Маргарита начала хохотать, вскинула ему руки на плечи и стала цѣловать его. Но юноша поблѣднѣлъ, взглянулъ на нее сверкающими глазами и выговорилъ:
— Да ты не вѣришь? Божусь тебѣ всѣми святыми, что я не шучу, не стращаю, зря… Это я давно рѣшилъ!
— Вѣрю, вѣрю! Но этого никогда не будетъ! воскликнула Маргарита, но съ тѣмъ же страннымъ оттѣнкомъ въ голосѣ, который появлялся всегда независимо отъ нея, когда она притворялась или лгала.
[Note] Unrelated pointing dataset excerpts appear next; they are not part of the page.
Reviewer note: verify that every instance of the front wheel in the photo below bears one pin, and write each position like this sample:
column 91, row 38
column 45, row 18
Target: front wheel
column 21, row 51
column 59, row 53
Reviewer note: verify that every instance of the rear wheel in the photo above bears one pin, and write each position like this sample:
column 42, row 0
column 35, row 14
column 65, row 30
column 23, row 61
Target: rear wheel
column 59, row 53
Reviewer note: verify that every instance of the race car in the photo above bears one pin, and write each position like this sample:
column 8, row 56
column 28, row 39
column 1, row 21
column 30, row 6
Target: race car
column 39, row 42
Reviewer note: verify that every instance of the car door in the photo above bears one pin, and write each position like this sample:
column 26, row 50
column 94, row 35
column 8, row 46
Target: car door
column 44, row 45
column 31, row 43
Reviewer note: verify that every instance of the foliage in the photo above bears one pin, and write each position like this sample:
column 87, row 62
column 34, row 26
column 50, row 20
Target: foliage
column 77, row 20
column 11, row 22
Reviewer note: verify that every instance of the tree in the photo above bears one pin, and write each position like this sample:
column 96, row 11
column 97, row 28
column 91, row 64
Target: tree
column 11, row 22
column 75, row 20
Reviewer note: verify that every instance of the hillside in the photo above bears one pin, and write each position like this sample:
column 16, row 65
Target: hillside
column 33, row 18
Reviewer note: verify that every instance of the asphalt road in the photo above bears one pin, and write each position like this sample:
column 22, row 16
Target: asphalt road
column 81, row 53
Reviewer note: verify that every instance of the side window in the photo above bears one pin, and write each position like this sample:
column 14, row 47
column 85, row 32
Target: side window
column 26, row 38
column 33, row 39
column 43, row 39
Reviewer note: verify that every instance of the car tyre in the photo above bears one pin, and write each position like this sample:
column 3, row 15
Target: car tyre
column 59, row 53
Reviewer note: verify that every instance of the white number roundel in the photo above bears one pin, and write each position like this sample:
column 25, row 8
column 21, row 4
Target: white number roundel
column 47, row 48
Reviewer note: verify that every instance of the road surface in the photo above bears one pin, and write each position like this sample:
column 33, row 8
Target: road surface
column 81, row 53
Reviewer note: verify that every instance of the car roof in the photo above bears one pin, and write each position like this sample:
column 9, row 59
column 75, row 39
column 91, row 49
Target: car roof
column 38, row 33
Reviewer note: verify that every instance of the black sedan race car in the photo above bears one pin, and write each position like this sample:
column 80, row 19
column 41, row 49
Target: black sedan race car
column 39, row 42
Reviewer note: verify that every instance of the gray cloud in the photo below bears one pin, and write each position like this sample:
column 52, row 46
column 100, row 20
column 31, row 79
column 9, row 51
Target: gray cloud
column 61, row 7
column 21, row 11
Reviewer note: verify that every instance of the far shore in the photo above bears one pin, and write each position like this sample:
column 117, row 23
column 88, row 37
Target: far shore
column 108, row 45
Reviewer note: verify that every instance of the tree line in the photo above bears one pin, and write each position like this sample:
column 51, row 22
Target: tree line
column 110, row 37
Шепелевъ ушелъ домой блѣдный и задумчивый. На другой день графиня около полудня начала одѣваться съ помощью Лотхенъ и провела часа полтора за туалетомъ.
— Да старайтесь, старайтесь! шутила Лотхенъ:- стоитъ повертѣться передъ зеркаломъ. И какъ это быстро идетъ, будто круговоротъ какой! Давно ли мы съ вами сидѣли безъ гроша денегъ и были счастливы, что въ намъ ѣздитъ такая важная птица, какъ господинъ адьютантъ принца. A теперь не нынѣ завтра къ намъ явится съ визитомъ, пожалуй… самъ императоръ.
— Что-жъ, можетъ-быть! отозвалась Маргарита. — Одно скверно, Лотхенъ, что я заразъ за нѣсколькими зайцами гонюсь и, пожалуй, всѣхъ упущу.
«Самый-то дрянной пойманъ!» подумала Лотхенъ про себя и сказала:
— Да, ужь дѣдушку, кажется, упустили. Въ послѣдній разъ, что вы не приняли его, на немъ лица не было отъ злости. Почему онъ озлился, я даже не поняла.
Около двухъ часовъ Маргарита выѣхала въ гости въ прусскому посланнику.
Въ этотъ день у него былъ завтракъ. Государь обѣщался быть, и Гольцъ предупредилъ его, что, за неимѣніемъ жены, онъ просилъ одну изъ самыхъ красивыхъ женщинъ столицы быть у него хозяйкой на этотъ день.
Государь не догадался, что это будетъ Маргарита, которая начинала сильно ему нравиться, или забылъ все, о чемъ Гольцъ намекалъ ему. Онъ пріѣхалъ къ барону съ дядей и съ цѣлой свитой.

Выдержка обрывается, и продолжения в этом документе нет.